Uma das coisas boas de vivermos rodeados de dicionários e outras listas de palavras é podermos dedicar-nos neles àquilo a que os brasileiros chamam, por derivação de sentido, “garimpagem”. E que sentido desviado é este? Cito o dicionário Houaiss para melhor esclarecer: “pesquisa minuciosa de palavras, expressões, textos etc.” Pois é isto precisamente o que se faz, para distração momentânea, quando se vive rodeado de dicionários.

Às vezes não se encontra grande coisa, às vezes mesmo nada; apenas palavras feias, no som ou nas letras, ou palavras comuns, planas (ou aplanadas pelo uso).

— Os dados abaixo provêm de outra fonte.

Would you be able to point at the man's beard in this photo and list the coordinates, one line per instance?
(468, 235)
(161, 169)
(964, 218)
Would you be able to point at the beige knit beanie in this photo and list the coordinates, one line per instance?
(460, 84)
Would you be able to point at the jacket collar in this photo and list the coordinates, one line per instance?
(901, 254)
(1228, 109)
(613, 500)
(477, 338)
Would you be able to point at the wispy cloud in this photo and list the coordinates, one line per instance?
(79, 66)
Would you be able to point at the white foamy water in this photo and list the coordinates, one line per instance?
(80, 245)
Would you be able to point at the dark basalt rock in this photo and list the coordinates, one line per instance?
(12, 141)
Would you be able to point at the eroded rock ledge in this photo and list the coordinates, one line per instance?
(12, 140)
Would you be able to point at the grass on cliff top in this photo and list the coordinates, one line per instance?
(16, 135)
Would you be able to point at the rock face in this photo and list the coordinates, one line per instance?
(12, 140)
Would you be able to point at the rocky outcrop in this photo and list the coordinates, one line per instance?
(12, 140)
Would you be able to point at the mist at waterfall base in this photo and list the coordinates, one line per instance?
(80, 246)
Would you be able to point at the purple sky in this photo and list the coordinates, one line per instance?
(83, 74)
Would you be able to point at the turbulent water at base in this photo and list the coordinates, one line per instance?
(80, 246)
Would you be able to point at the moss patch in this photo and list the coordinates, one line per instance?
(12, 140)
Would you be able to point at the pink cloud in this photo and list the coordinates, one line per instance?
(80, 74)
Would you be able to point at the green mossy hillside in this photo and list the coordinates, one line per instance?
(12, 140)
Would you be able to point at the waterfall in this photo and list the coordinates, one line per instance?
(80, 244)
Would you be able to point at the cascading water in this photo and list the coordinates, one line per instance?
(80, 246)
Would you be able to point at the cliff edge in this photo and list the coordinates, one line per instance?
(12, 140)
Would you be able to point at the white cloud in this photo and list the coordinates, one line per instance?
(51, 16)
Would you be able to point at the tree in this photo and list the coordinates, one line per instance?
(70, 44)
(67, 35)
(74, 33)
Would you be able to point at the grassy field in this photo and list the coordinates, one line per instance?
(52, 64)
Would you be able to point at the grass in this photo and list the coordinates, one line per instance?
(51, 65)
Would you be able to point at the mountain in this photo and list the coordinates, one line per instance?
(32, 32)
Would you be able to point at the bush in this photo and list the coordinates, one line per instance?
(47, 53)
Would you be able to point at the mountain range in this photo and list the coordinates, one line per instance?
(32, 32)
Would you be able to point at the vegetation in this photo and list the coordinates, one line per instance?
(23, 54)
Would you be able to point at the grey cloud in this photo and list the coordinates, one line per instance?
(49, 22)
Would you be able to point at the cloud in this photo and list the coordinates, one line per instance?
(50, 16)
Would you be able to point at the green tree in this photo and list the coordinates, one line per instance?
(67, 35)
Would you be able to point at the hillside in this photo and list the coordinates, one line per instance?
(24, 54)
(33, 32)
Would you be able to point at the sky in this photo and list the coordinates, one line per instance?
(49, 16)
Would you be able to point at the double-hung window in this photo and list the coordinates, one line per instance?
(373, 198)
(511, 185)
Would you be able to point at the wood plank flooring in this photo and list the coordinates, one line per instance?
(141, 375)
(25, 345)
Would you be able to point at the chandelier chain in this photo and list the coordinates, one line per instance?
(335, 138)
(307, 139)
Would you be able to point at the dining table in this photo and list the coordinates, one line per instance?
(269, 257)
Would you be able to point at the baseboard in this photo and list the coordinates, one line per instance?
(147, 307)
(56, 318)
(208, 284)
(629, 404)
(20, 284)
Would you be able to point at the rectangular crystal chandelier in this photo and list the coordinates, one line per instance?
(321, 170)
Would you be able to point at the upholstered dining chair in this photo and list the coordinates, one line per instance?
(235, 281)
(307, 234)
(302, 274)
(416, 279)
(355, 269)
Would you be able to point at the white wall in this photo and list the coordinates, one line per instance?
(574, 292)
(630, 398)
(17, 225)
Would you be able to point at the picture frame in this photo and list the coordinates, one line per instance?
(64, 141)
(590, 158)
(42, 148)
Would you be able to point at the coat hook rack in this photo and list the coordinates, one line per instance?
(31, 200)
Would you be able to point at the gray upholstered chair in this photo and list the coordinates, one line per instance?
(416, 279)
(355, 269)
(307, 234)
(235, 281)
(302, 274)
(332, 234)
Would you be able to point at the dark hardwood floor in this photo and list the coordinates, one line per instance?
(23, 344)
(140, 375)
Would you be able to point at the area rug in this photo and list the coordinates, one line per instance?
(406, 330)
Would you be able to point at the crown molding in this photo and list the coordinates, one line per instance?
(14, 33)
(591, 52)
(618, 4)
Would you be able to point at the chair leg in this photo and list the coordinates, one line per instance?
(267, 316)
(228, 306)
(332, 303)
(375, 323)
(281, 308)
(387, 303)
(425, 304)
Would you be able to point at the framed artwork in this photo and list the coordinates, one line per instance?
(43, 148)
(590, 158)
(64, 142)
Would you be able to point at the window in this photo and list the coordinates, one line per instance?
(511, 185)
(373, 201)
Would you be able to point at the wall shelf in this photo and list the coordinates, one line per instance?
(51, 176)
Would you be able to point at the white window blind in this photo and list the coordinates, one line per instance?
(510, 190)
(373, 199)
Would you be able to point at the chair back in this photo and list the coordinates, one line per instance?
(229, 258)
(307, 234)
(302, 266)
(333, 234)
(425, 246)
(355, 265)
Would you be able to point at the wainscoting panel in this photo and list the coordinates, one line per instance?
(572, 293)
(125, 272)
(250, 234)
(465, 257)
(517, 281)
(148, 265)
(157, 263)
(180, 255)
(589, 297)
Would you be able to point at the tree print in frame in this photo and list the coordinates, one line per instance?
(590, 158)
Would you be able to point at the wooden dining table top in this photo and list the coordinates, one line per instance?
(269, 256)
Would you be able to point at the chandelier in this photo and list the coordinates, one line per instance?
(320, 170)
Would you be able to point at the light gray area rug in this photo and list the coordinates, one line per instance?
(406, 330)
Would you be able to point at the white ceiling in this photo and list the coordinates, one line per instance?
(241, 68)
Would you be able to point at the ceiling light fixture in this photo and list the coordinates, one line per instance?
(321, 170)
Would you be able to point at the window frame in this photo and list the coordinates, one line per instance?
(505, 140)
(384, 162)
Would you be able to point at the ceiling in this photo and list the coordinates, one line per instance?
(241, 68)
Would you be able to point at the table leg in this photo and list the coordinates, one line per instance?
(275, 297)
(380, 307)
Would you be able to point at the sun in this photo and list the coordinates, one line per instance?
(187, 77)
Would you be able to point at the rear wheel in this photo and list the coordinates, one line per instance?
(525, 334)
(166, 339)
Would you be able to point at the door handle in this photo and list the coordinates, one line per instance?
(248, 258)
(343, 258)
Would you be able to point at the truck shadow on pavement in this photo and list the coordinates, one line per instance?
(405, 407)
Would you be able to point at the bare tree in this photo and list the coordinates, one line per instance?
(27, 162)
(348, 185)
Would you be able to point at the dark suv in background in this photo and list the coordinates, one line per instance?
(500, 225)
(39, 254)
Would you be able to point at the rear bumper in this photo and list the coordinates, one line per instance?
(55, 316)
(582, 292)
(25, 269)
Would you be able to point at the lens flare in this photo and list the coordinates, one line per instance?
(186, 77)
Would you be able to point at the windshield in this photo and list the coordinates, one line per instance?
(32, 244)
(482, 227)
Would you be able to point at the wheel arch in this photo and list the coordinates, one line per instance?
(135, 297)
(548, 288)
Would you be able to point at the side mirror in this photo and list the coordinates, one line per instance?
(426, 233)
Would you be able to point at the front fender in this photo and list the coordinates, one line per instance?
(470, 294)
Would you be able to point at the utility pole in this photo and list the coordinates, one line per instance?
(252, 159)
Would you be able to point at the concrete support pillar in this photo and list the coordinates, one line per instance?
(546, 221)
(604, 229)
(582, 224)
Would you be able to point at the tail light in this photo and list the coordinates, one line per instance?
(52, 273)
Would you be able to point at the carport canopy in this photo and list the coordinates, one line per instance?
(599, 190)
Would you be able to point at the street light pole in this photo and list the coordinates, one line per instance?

Em dias de maior frustração, todas as palavras escolhidas vão dar a espécies botânicas ou zoológicas desconhecidas; nomes onde a viagem de sentidos normalmente começa e acaba.

Às vezes, porém, conseguimos “passar de nível”, neste jogo. Acontece isto quando se tornam visíveis ligações entre palavras em cuja ligação nunca tínhamos pensado ou quando, pelo contrário, se revelam falsas ligações com que as aparências nos enganam. Hoje, por exemplo, saiu-me no jogo a palavra “anonário”, que rima com Letrário. E logo imaginei que, tal como “aquário” e “herbário”, designasse uma coleção ou um conjunto de… anonas?

Na verdade, “anonário” é uma palavra antiga, caída em desuso, que significa “impedir a carestia de mantimentos” e que se dizia de uma lei romana com este objetivo. Mas também se dizia das províncias romanas que pagavam os impostos com alimentos, ideia que até poderia ser recuperada… só para salvar da extinção esta simpática palavra.

Mas e as “anonas”, que até são um alimento? Em que ponto da história da palavra “anonário” se terão cruzado com ela? O jogo obriga-me a procurar ligações de todos os tipos e naturezas. Mas quando acedo a consultar o dicionário… descubro que afinal “anonário” e o fruto “anona” não se conhecem, só se cruzaram nos enganos a que a semelhança convida. O nome do fruto “anona” nasceu numa língua do Haiti, já desaparecida, o taino (anon). Passou depois para o espanhol (anona) e deste para o latim científico “Annona“.

A nota final do dicionário Houiss sobre a grafia do latim científico consola-nos gentilmente de todos os enganos: “a escrita Annona deve-se a uma confusão com lat. annona ‘provisões’, mas não restam dúvidas sobre o étimo deste t. da botânica.”.